Manuel Camacho, one of Mr López Obrador’s key strategists and a congressman for his Democratic Revolution Party (PRD), told the FT the idea was to “raise the cost for the government of maintaining its discriminative attitude” towards those who voted for the PRD on July 2.

His comments echo a call made at one of the biggest demonstrations in Mexico’s history on Sunday by Mr López Obrador, and confirm a clear radicalisation of strategy since an official vote count put Mr López Obrador 0.58 per cent, or 243,000 votes, behind Felipe Calderón, of the ruling centre-right National Action party.

Mr López Obrador has refused to accept defeat, and has demanded that the country’s Federal Electoral Tribunal (TEPJF) order a recount or annul the election altogether.

He has accused officials at the Federal Electoral Institute (IFE), which organised the election, of “manipulating the count”, and recently called President Vicente Fox, of Mr Calderón’s PAN party, “a traitor to democracy” for having allegedly used his power to ensure Mr Calderón’s victory.

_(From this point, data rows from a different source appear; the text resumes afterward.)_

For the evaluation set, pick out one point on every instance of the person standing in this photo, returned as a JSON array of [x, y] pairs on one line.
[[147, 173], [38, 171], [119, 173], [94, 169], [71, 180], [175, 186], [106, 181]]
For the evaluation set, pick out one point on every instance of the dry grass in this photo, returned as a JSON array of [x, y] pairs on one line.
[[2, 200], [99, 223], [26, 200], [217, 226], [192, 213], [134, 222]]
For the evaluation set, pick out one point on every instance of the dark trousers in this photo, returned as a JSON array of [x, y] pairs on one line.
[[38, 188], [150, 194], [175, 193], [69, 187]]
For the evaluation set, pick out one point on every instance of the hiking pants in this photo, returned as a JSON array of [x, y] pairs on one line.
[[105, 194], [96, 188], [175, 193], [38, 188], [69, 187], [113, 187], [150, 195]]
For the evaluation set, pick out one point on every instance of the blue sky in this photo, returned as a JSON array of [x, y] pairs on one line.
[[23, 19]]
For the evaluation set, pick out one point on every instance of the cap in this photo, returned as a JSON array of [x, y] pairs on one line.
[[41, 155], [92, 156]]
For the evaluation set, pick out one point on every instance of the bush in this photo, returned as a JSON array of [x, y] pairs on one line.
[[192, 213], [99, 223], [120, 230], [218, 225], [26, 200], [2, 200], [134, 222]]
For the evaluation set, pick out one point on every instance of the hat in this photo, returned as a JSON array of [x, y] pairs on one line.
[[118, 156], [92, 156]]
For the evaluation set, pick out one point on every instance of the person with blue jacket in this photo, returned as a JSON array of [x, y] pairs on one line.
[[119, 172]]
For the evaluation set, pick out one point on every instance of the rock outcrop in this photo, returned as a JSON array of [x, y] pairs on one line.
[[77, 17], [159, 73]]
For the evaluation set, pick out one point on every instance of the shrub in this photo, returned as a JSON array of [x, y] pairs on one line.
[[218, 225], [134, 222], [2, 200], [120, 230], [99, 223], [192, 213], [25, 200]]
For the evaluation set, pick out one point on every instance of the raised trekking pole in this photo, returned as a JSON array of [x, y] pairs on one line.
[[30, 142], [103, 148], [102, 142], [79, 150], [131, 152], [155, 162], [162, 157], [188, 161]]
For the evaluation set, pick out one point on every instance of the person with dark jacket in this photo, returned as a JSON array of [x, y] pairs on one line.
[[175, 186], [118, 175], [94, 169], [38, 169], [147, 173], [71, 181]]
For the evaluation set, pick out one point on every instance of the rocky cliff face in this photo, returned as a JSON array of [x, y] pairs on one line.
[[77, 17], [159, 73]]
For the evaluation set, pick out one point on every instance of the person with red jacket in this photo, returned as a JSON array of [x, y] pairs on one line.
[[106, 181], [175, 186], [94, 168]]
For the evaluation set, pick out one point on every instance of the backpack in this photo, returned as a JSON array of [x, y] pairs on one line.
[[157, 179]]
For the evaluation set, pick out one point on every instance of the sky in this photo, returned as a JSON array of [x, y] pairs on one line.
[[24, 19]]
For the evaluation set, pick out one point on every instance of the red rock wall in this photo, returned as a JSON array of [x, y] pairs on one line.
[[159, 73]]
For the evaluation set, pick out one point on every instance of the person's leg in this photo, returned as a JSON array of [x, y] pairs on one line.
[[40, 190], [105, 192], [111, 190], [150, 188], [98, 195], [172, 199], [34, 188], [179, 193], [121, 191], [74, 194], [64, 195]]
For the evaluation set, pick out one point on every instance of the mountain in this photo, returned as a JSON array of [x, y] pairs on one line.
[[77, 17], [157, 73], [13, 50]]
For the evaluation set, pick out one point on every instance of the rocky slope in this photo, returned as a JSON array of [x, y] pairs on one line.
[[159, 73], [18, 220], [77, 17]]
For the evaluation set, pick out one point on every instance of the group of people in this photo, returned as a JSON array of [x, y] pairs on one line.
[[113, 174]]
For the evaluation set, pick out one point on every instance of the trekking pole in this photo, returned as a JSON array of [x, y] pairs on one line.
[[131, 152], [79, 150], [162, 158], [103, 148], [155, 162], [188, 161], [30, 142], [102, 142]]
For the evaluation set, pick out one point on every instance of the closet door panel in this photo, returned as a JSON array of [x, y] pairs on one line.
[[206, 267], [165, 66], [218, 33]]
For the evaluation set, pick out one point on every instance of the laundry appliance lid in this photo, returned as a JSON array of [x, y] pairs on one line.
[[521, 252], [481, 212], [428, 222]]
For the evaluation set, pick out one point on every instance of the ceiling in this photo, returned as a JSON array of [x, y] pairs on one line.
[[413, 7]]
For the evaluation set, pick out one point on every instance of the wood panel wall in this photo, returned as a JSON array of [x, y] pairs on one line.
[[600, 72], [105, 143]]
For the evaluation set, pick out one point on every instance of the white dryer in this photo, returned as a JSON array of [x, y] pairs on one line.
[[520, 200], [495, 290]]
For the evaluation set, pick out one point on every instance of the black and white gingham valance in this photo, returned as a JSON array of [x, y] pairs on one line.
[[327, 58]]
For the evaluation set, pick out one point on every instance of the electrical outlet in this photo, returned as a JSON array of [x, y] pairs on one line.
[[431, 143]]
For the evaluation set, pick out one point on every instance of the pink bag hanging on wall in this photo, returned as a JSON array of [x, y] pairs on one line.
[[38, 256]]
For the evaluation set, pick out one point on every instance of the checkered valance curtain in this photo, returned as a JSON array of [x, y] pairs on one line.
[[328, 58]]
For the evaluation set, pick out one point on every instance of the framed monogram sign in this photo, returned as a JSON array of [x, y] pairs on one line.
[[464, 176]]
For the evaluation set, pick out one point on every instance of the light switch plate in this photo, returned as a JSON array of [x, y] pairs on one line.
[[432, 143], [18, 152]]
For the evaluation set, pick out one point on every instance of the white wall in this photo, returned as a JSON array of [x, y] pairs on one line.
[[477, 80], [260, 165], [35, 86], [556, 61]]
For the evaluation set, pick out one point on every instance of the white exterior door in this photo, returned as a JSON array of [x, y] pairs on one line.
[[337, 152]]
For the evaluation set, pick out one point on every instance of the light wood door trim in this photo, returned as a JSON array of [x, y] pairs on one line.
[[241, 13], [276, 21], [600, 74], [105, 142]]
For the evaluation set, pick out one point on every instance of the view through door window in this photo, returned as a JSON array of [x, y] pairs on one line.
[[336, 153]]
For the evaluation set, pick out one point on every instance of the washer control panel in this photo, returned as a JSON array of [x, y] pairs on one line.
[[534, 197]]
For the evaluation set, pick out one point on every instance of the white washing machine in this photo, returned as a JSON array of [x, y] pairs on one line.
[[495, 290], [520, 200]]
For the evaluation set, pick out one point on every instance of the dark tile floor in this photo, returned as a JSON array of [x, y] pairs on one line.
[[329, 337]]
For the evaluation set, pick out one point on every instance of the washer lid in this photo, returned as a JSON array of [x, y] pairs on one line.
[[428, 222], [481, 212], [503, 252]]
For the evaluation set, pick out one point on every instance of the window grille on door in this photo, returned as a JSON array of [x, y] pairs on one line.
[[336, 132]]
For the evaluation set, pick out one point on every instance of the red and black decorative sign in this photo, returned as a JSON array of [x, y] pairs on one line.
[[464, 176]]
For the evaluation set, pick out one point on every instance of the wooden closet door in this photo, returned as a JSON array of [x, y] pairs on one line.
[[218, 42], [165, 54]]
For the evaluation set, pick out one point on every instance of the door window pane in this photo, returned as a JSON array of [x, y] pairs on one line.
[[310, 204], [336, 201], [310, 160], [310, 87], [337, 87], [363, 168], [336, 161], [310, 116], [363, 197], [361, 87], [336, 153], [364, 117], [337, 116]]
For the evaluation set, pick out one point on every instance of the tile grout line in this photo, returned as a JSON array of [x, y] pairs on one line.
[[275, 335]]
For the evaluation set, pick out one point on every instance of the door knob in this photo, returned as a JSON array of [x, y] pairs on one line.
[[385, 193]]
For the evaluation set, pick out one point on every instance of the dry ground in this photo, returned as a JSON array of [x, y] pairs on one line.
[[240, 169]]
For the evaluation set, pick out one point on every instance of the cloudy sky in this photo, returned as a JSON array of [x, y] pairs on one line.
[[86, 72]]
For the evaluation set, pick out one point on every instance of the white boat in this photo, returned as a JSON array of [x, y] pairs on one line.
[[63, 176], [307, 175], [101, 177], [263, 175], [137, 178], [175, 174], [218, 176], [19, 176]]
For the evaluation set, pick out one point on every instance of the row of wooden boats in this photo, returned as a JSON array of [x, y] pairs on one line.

Last week, Mr Calderón criticised Mr López Obrador’s use of protests, saying elections “are won with votes, not in the streets”. The leftwing candidate’s attitude “robs credibility from himself and hugely reduces the political capital he has gained”, he said.

Mr Camacho would not give details of what the civic resistance would entail – although he stressed that it would be “within the confines of the law”, but said it would also be “disruptive. We want to maintain an element of surprise”.

“Mexico is in crisis,” he said. “The president and the rightwing candidate have to put their feet on the ground and realise they won’t be able to govern if they keep on ignoring the will of the people.”

On Sunday more than a million people, according to local police considered sympathetic to Mr López Obrador, marched through the streets of Mexico City to demand a full recount of votes.

Mr López Obrador told supporters draped in the golden colours of his PRD party: “Not even the water from all the oceans in the world can remove the stain of a fraudulent election.”

Mr Camacho claimed that the demonstration was the biggest ever staged in the capital – between 1.3m and 1.5m – and said the marches would continue to escalate until the authorities ordered a recount of the vote. The next demonstration, scheduled for July 30, would likely involve protests in all of Mexico’s main cities as well as in the capital city, he said.

He dismissed a telephone opinion poll published by the Reforma daily newspaper at the weekend suggesting that 60 per cent of Mexicans trusted the election result, and expressed confidence that the street protests would help sway the country’s electoral tribunal, which must either endorse the result or chose an alternative course of action – including a recount – by September 6.